South Carolina, USA
|Death: ||Aug. 24, 1834|
James Jennings was born in South Carolina in 1755. He joined the 6th Regimemnt of the South Carolina Continental Troops as a Private, commanded by Col William Henderson on January 7, 1778. He was transferred to the 1st Regt in Feb 1780.
He was living on the Pacolet River when he began his service in the Revoluntionary War. After the War, it is believed that James Jennings lived in Union County, SC. The 1790 US Census list him as having three males under 16 years of age and three females in his household.
Living in the joining County of Fairfield was a John Jennings, believed to be a brother of James. In 1790 John's household had three males 16 years and older and three males under 16 and two females.
In 1797, James Jennings sold 100 acres of land on the north side of the Pacolet River to John Bailey. James was on the 1800 South Carolina Census, but soon after removed to Kentucky. He is listed as having received 200 acres of land in the Kentucky land grants, surveyed on October 29, 1803. The location was on Sinking Creek, south of Green River, in what was then Christian County, Kentucky. He received 35 acres, surveyed April 14, 1804 on Sinks Muddy Fork. A 100 acre grant was surveyed for John Jennings on May 3, 1803 in Christian County on Sinking Forks. The summation is made that this is the same John living near James in South Carolina in 1790.
Parts of Christian County, Logan County and Livingston County, Kentucky were divided and became Caldwell County in 1809. James then began a resident of Caldwell County. From the Courthouse at Princeton, he filed for his War Pension in 1818. His applicant declared he marched under Capt John Montgomery to Charleston. He was in the attack made on Savannah and went as far as the James River with the expedition fitted out against St. Augustine. He served until Charleston was taken in which he was made a prisoner. He was in service for three years for which he was allowed a pension made passable by Rev. Claim Act March 18, 1818.
On July 24, 1820 James Jennings, age 65 appeared in open Court of Caldwell County, Kentucky in relation to his Revoluntinary service. He declared he was a pensioner, and his property consisted of 60 acres of poor land with a poor log cabin on it, total value he considered $150.00. He owned a mare and colt worth $60.00, two cows and calves worth $20, a sow and 14 pigs worth $17, some plates and furniture worth $10.00. He stated his family consisted of his wife, Polly, age between 50 and 60 years, two daughters, Susan age 17, and Polly age 14 and one son, Alexander Jennings, age 9. (Susan and Alexander may have died young as they are not named in their father's will in 1834.)

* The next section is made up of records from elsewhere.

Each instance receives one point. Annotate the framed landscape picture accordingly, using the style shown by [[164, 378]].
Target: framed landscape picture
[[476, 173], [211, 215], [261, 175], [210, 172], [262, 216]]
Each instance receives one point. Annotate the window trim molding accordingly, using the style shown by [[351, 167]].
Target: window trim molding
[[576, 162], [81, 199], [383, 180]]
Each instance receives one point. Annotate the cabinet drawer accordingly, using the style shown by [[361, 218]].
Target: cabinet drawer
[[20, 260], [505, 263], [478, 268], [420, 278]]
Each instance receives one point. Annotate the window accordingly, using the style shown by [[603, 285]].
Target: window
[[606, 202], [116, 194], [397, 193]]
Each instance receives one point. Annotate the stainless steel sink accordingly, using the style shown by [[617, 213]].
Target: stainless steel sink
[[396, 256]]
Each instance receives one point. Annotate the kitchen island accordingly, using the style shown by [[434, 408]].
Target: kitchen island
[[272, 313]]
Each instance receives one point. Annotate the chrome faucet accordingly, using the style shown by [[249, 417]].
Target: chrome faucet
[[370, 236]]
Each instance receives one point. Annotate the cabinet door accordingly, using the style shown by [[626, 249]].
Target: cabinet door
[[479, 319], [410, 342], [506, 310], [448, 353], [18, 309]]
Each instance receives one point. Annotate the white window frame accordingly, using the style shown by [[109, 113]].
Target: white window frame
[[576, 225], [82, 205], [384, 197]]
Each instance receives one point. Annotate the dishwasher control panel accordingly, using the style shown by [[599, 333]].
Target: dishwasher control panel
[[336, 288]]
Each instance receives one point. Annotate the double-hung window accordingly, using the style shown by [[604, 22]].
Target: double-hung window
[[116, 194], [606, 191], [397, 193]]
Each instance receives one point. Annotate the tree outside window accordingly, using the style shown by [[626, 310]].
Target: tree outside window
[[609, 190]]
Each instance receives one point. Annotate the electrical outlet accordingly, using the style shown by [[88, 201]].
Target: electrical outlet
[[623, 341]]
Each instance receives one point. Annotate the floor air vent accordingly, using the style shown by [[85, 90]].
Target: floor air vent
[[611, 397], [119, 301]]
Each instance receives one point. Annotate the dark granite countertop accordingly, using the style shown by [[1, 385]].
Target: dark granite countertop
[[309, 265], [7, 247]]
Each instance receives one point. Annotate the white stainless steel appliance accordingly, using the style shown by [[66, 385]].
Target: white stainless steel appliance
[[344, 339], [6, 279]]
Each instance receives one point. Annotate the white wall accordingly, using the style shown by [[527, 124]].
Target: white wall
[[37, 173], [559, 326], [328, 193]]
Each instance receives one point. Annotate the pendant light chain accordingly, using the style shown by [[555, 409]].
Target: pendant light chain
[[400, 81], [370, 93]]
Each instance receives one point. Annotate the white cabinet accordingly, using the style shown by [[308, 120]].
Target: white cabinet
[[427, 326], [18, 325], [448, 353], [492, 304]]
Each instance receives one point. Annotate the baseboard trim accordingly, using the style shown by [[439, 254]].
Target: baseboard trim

He calculated no family member could render him any assistance in his occupation, which was farming. James Jennings signed my a mark. The Court was of the opinion that the property value was $257. He received a pension of $96 annually.
James Jennings' will was signed August 22, 1834 stating he was in a low state of health. The estate was to be divided as follows: Wife, Polly, 1/3 of all my real and personal property during my natural life, and to have the disposal of the perishable part of it. Daughter, Polly, 25 cents; son, Garrett, 25 cents; daughter, Nancy 25 cents; son Ned 25 cents; son Samuel 25 cents; son, John deceased, so to his heirs 25 cents. "The balance of my estate, I bequeath to be equally divided between my last five named children. Son, Lewis, son Isaac, daughter Elizabeth, daughter Damey, daughter Mahaley, deceased, to her heirs." Exors, my son, Lewis Jennings and James Jennings (relationship not stated)
Wit: Wm Howard and Wm Adams. The will was probated October 21, 1834. James Jennings died August 24, 1834 in Caldwell County, Kentucky.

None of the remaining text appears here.